Glaubt mir, denn ich bin dort gewesen. Schauen Sie sich um, Kumpel. Ihr habt hundertfünfzig Jahre hier oben gehaust, in euren Treibhäusern und Erdlöchern. Eine tolle Leistung. Aber der Mond bietet euch keine Lebensgrundlage …«
Xenia Makarova hatte einen Fensterplatz und schaute aus dem dicken runden Bullauge. Unter dem Rumpf der Raumfähre sah sie das Landefeld, mit Mikrowellen glasierten Mondboden am Rand der grünen Kuppeln des Kopernikus-Dreiecks. Und dahinter erstreckte sich jungfräulicher Mondboden in grauen Schattierungen, der von einem Milliarden Jahre anhaltenden Mikrometeoritenre-gen geprägt war.
Und der heute in Kometenlicht getaucht wurde.

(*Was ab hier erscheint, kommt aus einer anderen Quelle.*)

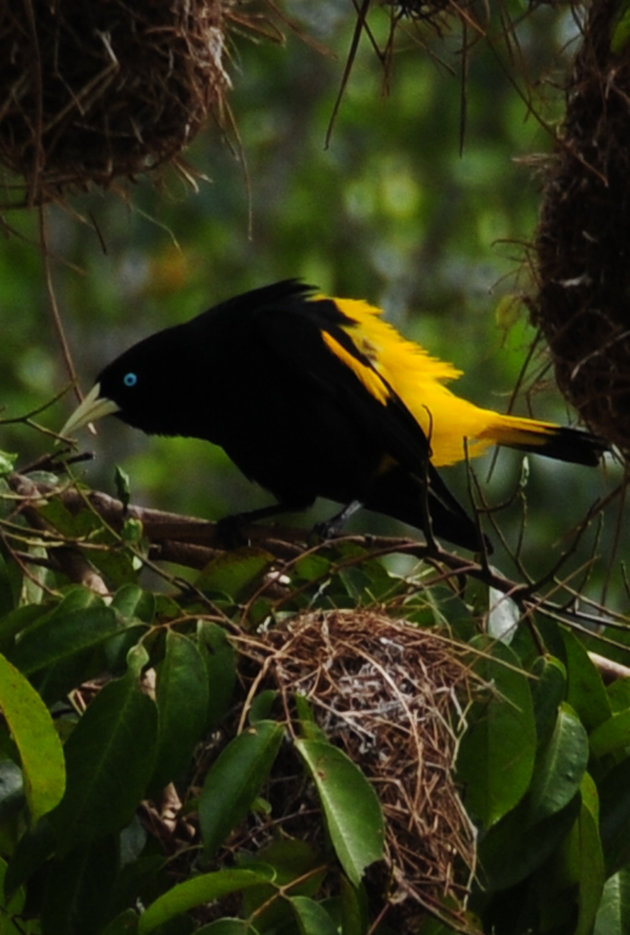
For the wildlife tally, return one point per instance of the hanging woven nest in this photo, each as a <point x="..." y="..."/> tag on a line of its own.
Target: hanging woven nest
<point x="389" y="694"/>
<point x="91" y="92"/>
<point x="583" y="241"/>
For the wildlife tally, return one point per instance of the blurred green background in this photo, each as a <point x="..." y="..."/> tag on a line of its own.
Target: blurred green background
<point x="423" y="201"/>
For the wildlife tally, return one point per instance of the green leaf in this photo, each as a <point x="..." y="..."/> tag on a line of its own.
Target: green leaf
<point x="109" y="758"/>
<point x="124" y="924"/>
<point x="10" y="905"/>
<point x="295" y="865"/>
<point x="351" y="807"/>
<point x="548" y="692"/>
<point x="132" y="602"/>
<point x="512" y="849"/>
<point x="10" y="586"/>
<point x="497" y="753"/>
<point x="611" y="736"/>
<point x="228" y="926"/>
<point x="64" y="647"/>
<point x="182" y="701"/>
<point x="353" y="908"/>
<point x="311" y="917"/>
<point x="78" y="889"/>
<point x="586" y="692"/>
<point x="196" y="891"/>
<point x="560" y="767"/>
<point x="234" y="781"/>
<point x="585" y="859"/>
<point x="614" y="791"/>
<point x="231" y="572"/>
<point x="36" y="738"/>
<point x="7" y="462"/>
<point x="12" y="796"/>
<point x="613" y="915"/>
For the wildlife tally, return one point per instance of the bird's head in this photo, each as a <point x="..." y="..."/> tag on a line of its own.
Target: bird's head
<point x="143" y="387"/>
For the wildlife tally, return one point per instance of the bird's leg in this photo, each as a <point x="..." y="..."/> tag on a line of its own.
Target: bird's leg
<point x="335" y="524"/>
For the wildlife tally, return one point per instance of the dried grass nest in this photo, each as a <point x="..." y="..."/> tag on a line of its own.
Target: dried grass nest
<point x="389" y="694"/>
<point x="90" y="92"/>
<point x="583" y="241"/>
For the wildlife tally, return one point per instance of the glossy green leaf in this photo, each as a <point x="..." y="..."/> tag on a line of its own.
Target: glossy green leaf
<point x="231" y="572"/>
<point x="612" y="735"/>
<point x="109" y="758"/>
<point x="10" y="905"/>
<point x="585" y="859"/>
<point x="560" y="766"/>
<point x="619" y="695"/>
<point x="235" y="780"/>
<point x="613" y="914"/>
<point x="63" y="648"/>
<point x="228" y="926"/>
<point x="78" y="889"/>
<point x="614" y="791"/>
<point x="351" y="807"/>
<point x="12" y="796"/>
<point x="311" y="917"/>
<point x="37" y="740"/>
<point x="182" y="701"/>
<point x="586" y="692"/>
<point x="513" y="848"/>
<point x="353" y="908"/>
<point x="196" y="891"/>
<point x="131" y="602"/>
<point x="548" y="691"/>
<point x="124" y="924"/>
<point x="497" y="753"/>
<point x="295" y="865"/>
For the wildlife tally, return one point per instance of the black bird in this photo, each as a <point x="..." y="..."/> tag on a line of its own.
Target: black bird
<point x="296" y="388"/>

Xenia wusste, dass dieser Tag des Jahres 2190 für Frank J. Paulis der bedeutendste Tag in der Geschichte des bewohnten Monds war, und für seine Karriere sowieso. Und da saß er nun mit einem Stapel Softscreens auf dem Schoss und redete auf den verwirrten MondJapaner auf dem Sitz neben ihm ein, derweil die Pilotin dieser engen, staubigen Evakuierungs-Fähre den Countdown-Check durchging.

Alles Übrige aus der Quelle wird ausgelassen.